A FAIR COP
Pulled his head back by the hair and fired two more shots into his face making sure he was dead. I’d been told to kill him by the Suit in the seat next to him because he said too much.
I followed another gunman up the stairs between the rows of people and out the auditorium. We moved quickly along the corridors, past people coming out of doors and others walking on their own or in groups carrying books under arms and bags over shoulders.
We stopped.
‘Would it be easier together or alone?’ I asked my friend who wore a red tracksuit top.
‘I don’t know,’ he said, ‘but we have to get out quickly they’re going to be here soon.’
We split up.
I walked out of double doors into the night, reached a car parked had a back door open, a man sitting in the front, behind him a young boy in a child seat I sat next to.
‘Take me away,’ I said to the man.
‘I can’t, not with the child in the back.’
‘Okay,’ I said, took an apple from the food hamper, had a bite said, ‘thanks,’ and got out the car.

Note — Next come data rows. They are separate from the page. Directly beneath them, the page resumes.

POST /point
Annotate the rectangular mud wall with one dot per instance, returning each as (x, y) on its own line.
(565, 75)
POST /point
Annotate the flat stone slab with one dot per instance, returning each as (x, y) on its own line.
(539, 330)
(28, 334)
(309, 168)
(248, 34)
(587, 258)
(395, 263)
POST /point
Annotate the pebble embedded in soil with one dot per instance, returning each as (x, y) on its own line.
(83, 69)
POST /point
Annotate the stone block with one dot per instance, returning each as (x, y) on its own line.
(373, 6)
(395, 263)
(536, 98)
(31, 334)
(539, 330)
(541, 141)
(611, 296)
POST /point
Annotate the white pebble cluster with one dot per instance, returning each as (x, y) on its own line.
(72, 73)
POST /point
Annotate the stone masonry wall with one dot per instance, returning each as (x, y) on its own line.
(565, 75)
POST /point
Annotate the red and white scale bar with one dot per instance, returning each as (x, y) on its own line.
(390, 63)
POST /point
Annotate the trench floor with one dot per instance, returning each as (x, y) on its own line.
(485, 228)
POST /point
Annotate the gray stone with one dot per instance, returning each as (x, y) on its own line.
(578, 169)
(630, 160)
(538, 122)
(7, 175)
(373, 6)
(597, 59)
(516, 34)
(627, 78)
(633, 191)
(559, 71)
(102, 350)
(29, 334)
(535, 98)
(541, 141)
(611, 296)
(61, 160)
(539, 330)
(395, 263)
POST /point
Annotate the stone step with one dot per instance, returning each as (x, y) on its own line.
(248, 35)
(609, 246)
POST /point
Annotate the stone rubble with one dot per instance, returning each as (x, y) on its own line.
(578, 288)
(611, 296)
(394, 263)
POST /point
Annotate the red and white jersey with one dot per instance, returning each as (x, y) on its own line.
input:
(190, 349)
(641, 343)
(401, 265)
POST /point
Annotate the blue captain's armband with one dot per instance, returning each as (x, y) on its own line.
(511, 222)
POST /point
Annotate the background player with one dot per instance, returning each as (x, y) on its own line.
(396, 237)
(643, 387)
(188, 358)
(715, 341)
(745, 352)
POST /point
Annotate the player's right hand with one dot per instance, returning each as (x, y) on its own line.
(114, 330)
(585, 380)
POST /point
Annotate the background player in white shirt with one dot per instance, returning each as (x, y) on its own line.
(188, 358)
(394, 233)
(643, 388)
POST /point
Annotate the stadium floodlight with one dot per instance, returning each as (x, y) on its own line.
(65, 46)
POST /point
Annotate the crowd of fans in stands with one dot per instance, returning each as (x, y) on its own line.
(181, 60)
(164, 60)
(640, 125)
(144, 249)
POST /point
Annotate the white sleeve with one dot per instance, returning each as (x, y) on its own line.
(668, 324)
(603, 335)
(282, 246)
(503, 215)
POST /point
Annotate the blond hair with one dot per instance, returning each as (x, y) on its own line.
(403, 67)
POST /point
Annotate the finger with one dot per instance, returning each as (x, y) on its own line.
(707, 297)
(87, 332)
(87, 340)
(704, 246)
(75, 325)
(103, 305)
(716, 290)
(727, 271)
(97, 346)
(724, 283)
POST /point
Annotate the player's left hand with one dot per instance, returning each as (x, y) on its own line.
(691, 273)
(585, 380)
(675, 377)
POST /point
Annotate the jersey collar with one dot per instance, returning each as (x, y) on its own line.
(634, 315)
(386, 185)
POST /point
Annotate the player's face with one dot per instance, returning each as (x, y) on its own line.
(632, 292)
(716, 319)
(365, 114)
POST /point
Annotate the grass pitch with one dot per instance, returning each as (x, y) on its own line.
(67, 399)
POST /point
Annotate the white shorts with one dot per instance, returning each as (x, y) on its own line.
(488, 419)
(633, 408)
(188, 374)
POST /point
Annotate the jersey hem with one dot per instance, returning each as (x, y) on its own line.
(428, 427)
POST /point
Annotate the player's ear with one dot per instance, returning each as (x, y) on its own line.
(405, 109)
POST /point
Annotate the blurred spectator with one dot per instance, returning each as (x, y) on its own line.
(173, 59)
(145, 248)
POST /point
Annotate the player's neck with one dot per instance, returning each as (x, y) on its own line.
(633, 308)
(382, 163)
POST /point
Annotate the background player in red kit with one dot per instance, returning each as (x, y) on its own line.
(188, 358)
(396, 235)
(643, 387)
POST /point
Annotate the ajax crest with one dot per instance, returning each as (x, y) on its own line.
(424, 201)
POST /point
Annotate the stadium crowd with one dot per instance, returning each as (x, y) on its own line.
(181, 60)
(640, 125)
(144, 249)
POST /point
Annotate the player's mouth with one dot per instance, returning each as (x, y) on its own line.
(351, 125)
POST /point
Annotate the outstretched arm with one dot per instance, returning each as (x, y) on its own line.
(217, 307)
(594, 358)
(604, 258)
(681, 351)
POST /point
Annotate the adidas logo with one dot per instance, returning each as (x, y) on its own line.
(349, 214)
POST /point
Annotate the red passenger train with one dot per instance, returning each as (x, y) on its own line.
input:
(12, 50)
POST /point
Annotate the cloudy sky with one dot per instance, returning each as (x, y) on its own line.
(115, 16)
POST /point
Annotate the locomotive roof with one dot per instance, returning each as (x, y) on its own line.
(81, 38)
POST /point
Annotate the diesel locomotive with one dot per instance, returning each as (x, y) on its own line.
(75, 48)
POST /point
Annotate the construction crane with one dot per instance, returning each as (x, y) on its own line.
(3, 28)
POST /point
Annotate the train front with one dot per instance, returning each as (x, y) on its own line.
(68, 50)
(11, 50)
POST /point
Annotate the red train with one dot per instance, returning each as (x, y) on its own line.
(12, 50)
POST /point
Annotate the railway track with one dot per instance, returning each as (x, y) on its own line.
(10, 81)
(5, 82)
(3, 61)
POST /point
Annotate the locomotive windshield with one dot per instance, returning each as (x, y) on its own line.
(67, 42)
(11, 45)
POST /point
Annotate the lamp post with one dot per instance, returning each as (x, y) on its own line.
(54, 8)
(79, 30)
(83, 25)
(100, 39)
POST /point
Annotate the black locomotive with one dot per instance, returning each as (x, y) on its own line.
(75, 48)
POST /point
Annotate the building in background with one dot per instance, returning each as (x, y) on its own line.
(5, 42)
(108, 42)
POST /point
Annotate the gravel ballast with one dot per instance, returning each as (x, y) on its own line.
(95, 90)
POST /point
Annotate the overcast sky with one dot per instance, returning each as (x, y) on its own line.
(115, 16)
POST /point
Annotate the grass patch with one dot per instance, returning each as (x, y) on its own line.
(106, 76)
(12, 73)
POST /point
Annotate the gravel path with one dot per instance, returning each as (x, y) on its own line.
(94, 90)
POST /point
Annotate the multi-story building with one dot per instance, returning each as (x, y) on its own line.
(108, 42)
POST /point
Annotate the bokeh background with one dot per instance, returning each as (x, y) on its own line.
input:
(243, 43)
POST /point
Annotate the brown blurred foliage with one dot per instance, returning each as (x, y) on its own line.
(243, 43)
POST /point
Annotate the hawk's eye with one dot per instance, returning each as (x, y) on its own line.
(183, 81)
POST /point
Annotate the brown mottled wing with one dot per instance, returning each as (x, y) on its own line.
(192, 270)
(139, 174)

Stood thinking which way to go and that I needed some clothes. Walked across open ground, my feet bare, met a woman gave me a blanket I put round my shoulders.
Got to town saw a multi-storey car park closed but with a staircase I could reach by climbing a wooden frame fixed to the nearest corner.
I’d worked my way inside of the frame was about ten twelve metres high when a group of men walked past on the pavement below. The last man passing looked up saw me stopped walked back called to the others pointed and said, ‘there he is.’ I held my hands up, ‘it’s a fair cop.’
As they led me away I held my hands out in front of me wanting them to cuff me, not trusting they wouldn’t say later they’d shot me when I tried to escape.
My lawyer, a small balding man with glasses, followed after saying, ‘where you taking him? I have a right to know.’